Details
-
Type:
RFC
-
Status: Adopted
-
Resolution: Unresolved
-
Component/s: DM
-
Labels:None
Description
When a package-level __init__.py file lifts all symbols from a subpackage (not just a simple, one-file module) with from .subpackage import * , the symbols lifted will include not just symbols explicitly imported in the subpackage's __init__.py, but any modules in the subpackage that do not start with a leading underscore.
(See a recent discussion on slack as an example).
This is rarely a serious problem, but I'd maintain that it's always at least a minor one: our publicly-exported symbols include many that were intended to be private, and most of our classes and functions have at least two (often more) valid import paths, with no clear indication which is preferred (e.g. lsst.foo.SomeThing or lsst.foo.someThing.SomeThing). The result is a proliferation of names that refer to the same thing, and more fragile code as names that include implementation details are used instead of their intended public counterparts. It's possible this also causes duplication in Sphinx, which we've worked around by using automodapi at a lower level than we otherwise might be able to, though I'm not certain of that.

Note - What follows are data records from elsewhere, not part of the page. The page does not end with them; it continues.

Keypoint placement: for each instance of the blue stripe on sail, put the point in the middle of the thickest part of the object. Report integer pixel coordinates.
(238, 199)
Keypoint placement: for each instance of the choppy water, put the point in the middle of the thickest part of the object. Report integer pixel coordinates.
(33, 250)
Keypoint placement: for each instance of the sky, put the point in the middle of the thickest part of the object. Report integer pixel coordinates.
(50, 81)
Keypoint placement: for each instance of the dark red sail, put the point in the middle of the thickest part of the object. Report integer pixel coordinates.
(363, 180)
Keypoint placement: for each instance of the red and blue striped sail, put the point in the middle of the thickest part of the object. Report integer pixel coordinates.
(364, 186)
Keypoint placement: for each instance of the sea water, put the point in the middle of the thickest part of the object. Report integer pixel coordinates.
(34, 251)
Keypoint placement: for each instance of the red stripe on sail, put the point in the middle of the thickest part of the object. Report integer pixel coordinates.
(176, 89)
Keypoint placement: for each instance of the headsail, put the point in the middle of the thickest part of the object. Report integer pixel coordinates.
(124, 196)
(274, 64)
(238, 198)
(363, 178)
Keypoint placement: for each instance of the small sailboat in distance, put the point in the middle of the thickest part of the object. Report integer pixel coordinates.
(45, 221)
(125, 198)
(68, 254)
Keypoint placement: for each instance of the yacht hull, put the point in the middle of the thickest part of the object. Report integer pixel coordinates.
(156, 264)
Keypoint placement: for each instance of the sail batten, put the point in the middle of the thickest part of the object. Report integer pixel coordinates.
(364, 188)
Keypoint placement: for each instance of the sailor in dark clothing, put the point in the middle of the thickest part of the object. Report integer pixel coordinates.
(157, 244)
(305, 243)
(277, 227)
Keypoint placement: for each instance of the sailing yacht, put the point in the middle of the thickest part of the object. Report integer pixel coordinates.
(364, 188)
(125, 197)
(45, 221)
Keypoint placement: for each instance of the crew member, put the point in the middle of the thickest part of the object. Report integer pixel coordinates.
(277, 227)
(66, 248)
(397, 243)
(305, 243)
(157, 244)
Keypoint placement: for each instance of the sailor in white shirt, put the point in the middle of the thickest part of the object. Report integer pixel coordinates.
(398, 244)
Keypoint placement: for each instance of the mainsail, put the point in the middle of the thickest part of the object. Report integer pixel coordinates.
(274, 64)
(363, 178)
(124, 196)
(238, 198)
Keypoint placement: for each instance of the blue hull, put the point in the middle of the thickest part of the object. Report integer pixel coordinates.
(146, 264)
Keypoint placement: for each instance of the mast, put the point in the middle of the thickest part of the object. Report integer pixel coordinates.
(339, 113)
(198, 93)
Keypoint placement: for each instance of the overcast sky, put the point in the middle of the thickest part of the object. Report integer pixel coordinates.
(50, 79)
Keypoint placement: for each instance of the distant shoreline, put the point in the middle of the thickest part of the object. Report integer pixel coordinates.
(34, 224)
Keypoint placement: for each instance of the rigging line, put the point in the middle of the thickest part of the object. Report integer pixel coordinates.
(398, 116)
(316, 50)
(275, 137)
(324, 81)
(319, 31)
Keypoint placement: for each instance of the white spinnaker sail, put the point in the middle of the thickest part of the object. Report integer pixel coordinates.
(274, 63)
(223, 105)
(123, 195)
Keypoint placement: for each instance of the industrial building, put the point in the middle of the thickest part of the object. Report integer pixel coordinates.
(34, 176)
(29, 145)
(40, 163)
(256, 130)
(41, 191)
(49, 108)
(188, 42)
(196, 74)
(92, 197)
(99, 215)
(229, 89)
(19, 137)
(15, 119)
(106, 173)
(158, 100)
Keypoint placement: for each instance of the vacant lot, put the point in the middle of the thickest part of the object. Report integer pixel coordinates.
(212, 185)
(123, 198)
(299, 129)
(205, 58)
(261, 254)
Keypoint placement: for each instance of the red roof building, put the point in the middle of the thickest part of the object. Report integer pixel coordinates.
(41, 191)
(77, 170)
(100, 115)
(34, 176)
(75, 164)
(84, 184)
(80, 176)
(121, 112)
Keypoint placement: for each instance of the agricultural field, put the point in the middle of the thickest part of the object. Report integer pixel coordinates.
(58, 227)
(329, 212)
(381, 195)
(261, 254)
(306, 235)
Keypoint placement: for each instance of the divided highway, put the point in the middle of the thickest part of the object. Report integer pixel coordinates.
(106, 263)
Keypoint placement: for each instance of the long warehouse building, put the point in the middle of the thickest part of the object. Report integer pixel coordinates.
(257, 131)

The recommended way to do this in Python is clear: one should use a leading underscore for symbols that are intended to be private. What our conventions currently miss is that this should apply to any module or subpackage whose symbols are fully lifted to package scope via a from X import *. Symbols with leading underscores will be automatically skipped by import *, and while it's unfortunately more difficult (and probably not worth the effort) to remove private modules from <type>.__module__ strings, the presence of underscores provide a visual cue to humans that some modules should not be considered part of the public package path of that symbol.{{}}
Because the damage has largely already been done in existing modules that should have, but lack, a leading underscore, this RFC proposes that we add leading underscores to modules and subpackages whose symbols are lifted with __init__.py in new and significantly refactored code only. Trying to add underscores to lots of old files is unnecessary churn that hurts the productivity of even developers who are not involved in the "repair" work, but this is something we've clearly been doing wrong all along, and we should start doing it right.
I don't like renaming the files with leading underscores. I now have to start looking two places when I'm scanning a list to figure out the file I'm looking for.
What are the places where we intentionally use from .submodule import * to intentionally lift symbols to elide where they are defined? (as opposed to unintentionally lifting the symbols because the code was developed in a get-it-to-work mode and never fully cleaned up)
The _all__ mechanism seems a much clearer way of documenting what we are asserting the public API to the module is. I see the tension here between
1. documenting in place: in the name of the file or the name of the method
2. documenting clearly at the module level: in _init.py all_.
(1) is more likely to result in code that is consistent with itself (whether or not it's consistent with what the developer intended), while (2) is much more discoverable to someone new to the code.